You seem to be worried about counting "passes", but all you're really counting here is how many times you change the current render-target, which is just a state-change like any other.
e.g. here's the thumbnail view of about 70 passes from my last game:
Why can't the first two passes be done in one drawcall? To me it seems logical to output to two RenderTargets, one color for HDR scene and one color for the luminance. Is this supported in D3D9, having MRT, one with a monochromatic/mipmap chain and another without? Or will this "optimization" defeat its purpose when the mipmap chain generation takes 4 times longer with 4 16F channels instead of one?
Yes, that approach would work and yes the mip-map generation will require 4x the bandwidth, but...
You mentioned deferred shading earlier, so --
During your lighting pass, if a pixel is covered by multiple lights, then that pixel is drawn to multiple times (once per light), with additive blending.
With the MRT approach, each pixel write is 16 bytes of data (ABGR16*2). Say we've got 4 lights per pixel on average for a 720p scene; that gives us 56.25MiB of data being written.
If you don't use an MRT, and instead compute luminosity at the end in another "pass", then when drawing the scene you've only got 28.125MiB of bandwidth, and then the luminosity pass reads ABGR16 and writes R16 once per pixel, which is another ~8.8MiB, for a total of ~37MiB of bandwidth.
Actually... log(light1) + log(light2) != log( light1 + light2 ), so the first approach would give incorrect results for a deferred rendering set-up anyway ;)
Will an auto mip-mapped texture generate its chain when the scene is done, or do I need to call GenerateMipMapSubLevels() before trying to sample it in the second pass?
Yes, auto-mipped textures generate their chains at some unspecified time after they've been rendered to, but before they're used in texture-sampler slots, automatically.
The function to manually generate their chain is just a hint that says "now would be an optimal time to generate your mips" -- you don't have to call it in D3D9 (some other APIs do require you to manually perform mipmap generation).
I assume this reads the last mip surface in the chain, even though the chain is much shorter.
Exactly. If you know how many levels there are in the mip chain, you can use the correct number. I just used 9000 as an in-source code joke (the mip level "is over 9000!"), and because the code should work for any resolution...
What are the pro/cons in splitting the blurs in two passes instead of two render targets?

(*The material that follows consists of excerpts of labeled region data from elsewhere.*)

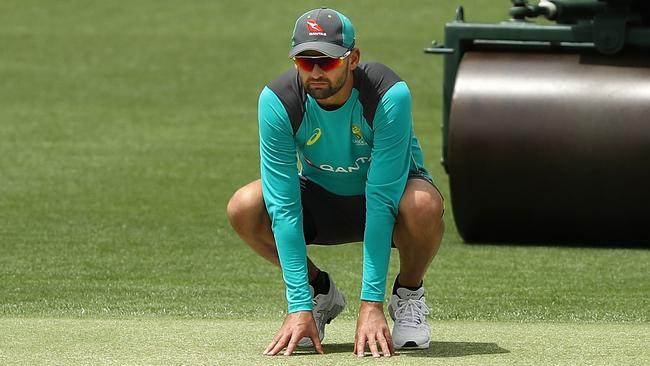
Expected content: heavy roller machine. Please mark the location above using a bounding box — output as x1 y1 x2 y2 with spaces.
425 0 650 246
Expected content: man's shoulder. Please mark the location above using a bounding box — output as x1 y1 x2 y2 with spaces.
354 62 402 94
267 67 302 94
354 62 402 128
267 68 307 134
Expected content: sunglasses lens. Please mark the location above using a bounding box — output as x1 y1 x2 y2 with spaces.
295 57 343 72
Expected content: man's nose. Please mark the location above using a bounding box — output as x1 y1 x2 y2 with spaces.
311 64 325 79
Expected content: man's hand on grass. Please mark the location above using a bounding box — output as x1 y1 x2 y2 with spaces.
263 311 324 356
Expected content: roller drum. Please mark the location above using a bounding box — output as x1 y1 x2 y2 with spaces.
447 52 650 243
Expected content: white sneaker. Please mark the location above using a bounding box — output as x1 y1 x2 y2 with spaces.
388 287 429 349
298 274 346 347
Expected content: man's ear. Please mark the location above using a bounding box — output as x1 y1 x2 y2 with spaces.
348 47 361 71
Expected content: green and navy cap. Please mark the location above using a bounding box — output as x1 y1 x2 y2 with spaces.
289 8 354 57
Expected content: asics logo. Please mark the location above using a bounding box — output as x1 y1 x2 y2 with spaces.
318 156 370 173
307 128 322 146
307 19 327 36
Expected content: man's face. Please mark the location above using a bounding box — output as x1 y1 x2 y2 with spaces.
298 51 349 99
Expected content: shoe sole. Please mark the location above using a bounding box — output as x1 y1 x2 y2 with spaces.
394 341 429 350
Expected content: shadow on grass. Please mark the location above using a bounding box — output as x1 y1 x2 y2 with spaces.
323 342 510 357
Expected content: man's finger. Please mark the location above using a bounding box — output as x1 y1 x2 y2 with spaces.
284 333 302 356
354 334 366 357
368 336 381 357
262 334 280 356
267 334 291 356
310 334 325 355
384 329 395 355
377 333 393 357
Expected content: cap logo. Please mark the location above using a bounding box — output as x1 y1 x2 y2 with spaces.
307 19 327 36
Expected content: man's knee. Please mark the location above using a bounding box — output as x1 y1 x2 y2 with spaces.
399 182 444 228
226 181 264 231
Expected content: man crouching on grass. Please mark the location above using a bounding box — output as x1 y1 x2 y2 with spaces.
228 8 444 357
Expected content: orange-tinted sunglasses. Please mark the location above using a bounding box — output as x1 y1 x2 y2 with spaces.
293 51 351 72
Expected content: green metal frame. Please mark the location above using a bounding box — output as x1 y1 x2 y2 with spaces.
424 7 650 170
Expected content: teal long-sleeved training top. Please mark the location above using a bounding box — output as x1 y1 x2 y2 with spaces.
258 63 431 313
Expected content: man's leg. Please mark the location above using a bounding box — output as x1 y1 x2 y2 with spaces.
227 179 319 281
388 179 444 348
393 178 445 287
227 180 346 347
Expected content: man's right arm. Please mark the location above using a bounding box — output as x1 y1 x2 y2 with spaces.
258 87 312 313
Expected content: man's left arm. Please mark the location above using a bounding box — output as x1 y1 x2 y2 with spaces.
354 81 412 357
361 81 412 302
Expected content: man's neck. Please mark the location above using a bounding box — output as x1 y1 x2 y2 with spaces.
316 72 354 111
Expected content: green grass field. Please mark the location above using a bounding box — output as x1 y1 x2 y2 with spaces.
0 0 650 365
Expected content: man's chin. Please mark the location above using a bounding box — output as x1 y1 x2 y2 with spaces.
307 88 334 99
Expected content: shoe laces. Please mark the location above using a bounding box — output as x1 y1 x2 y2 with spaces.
395 298 429 328
311 295 327 325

Blurring the original scene horizontally and vertically, like you described earlier, doesn't give the correct result. It will give you a plus-sign shaped blur, instead of a circular blur.

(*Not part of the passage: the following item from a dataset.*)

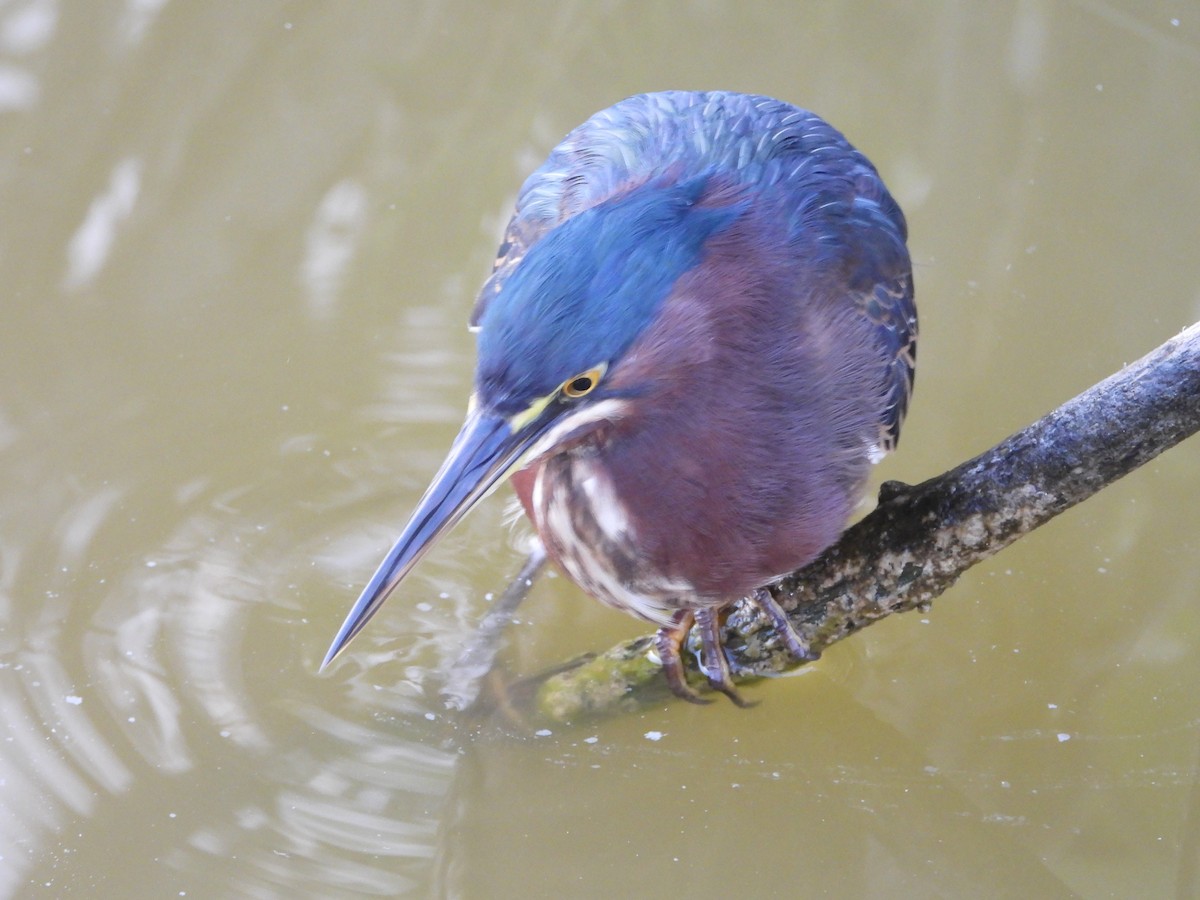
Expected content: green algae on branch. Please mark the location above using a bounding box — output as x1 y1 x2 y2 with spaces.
535 323 1200 721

What we're doing is a Gaussian blur, which in it's basic form is a single-pass effect (read in original scene, output circularly-blurred scene), but in it's traditional form, it requires us to sample in a large box around each pixel, e.g. 5x5=25 samples per pixel.
However, the Gaussian blur has a special property of being "separable", which means that instead of doing it in one 5x5 pass, we can instead do a 5x1 pass, then use that result as the input to a 1x5 pass, and the math works out to give us the exact same final result as the traditional method (but with just 10 samples instead of 25).
The earliest article that I know of on real-time bloom is here, and does a decent job explaining this.